Because of this, users stick to things they know—kids’ names, birthdates, favorite sports players/teams, and holidays—and then simply add a number and/or a character to the end (how many of us use $, %, or !). Anything more complicated than that, users tend to write them down (bad) and keep them near the device they log in to (worse).
These perfectly imperfect human tendencies put security teams between a rock and a hard place. Easily guessed or accessed passwords make it easy for bad actors to create an effective attack dictionary with just a few bits of information they may know about their target. Complex and hard-to-remember passwords put an extra burden on IT teams to reset and resend temporary passwords over text or email. Forrester research estimated that about half of IT help desk calls are related to password resets, with each costing about $70.
MFA to Save the Day… and the Data
So, if passwords no longer effectively serve their intended purpose, what do we replace them with? The most obvious answer is multifactor authentication (MFA), well-known among security professionals, but a newer concept for employees. Those who are most familiar with MFA generally use it to access the private information in their personal devices, not the devices/systems they access for work.

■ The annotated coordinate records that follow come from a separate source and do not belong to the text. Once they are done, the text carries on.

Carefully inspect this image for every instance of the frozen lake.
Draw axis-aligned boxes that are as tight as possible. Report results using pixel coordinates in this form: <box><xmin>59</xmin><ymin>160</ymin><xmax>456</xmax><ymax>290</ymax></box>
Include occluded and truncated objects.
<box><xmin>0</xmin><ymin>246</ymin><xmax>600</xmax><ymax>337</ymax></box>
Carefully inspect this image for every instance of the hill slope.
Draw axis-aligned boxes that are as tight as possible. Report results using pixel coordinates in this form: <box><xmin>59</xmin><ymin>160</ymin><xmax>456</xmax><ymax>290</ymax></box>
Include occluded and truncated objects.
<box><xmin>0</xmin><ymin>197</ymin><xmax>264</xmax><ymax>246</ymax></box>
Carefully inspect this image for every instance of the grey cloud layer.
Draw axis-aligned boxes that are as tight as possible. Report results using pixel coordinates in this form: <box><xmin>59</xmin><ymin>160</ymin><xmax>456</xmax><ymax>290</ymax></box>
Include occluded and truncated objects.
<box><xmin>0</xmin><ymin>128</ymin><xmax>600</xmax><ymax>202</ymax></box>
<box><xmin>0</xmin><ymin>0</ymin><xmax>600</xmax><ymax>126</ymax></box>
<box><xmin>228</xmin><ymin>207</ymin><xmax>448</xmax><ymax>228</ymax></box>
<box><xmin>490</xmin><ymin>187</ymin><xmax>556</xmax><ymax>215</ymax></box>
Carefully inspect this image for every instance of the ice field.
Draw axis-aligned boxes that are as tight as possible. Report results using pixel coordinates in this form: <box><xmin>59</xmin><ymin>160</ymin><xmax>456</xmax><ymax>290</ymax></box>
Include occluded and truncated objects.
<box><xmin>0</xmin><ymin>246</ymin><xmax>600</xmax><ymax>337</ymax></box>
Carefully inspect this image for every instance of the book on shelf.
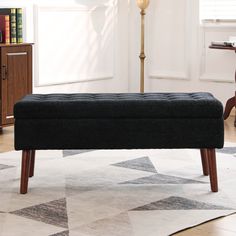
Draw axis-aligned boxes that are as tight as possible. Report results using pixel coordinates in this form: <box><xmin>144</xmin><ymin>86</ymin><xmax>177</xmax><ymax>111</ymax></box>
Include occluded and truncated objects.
<box><xmin>0</xmin><ymin>15</ymin><xmax>10</xmax><ymax>43</ymax></box>
<box><xmin>16</xmin><ymin>8</ymin><xmax>23</xmax><ymax>43</ymax></box>
<box><xmin>0</xmin><ymin>8</ymin><xmax>23</xmax><ymax>43</ymax></box>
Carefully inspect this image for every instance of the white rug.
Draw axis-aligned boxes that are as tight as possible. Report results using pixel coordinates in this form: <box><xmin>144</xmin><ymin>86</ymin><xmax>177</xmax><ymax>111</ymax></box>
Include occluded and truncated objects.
<box><xmin>0</xmin><ymin>144</ymin><xmax>236</xmax><ymax>236</ymax></box>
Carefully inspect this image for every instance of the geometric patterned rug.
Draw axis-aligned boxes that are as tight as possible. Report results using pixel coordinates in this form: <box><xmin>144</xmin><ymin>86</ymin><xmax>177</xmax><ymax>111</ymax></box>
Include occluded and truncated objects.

That said, Accenture found that 60% of consumers say passwords are cumbersome, and 77% are interested in using alternatives to protect their Internet security. Those are numbers that employers can use as a jumping-off point to introduce employees to MFA for professional purposes and gain greater compliance. According to Microsoft, 99% of online attacks can be blocked by some type of MFA, including:
Biometrics. This type of MFA could provide a big security boost in that employees always have their “password” on them, won’t lose it, and won’t need to be reset. Authentication by reading a user’s iris, fingerprint, and/or recognizing their face/voice are already common for accessing personal devices. However, in a business environment—where access needs to be reconfigured when employees leave an organization or receive new hardware—biometric authentication could bring challenges to security teams.
Text message. Acknowledging the challenges with biometric MFA on an organizational level, the most common form of MFA for employers is via text. While it’s one of the best short-term fixes, by my estimation, SIM card spoofing already is a tool hackers use successfully to gain access to data and systems.
The next logical step, of course, is to extend and embed these consumer-based protection methods to business practices and into organizational cultures. While progress toward these methods becoming commonplace has been slow, it has been steady and makes me hopeful for future advancement.
Greg Reynolds is the Chief Technology Officer at Businessolver, a provider of SaaS-based benefits technology and solutions.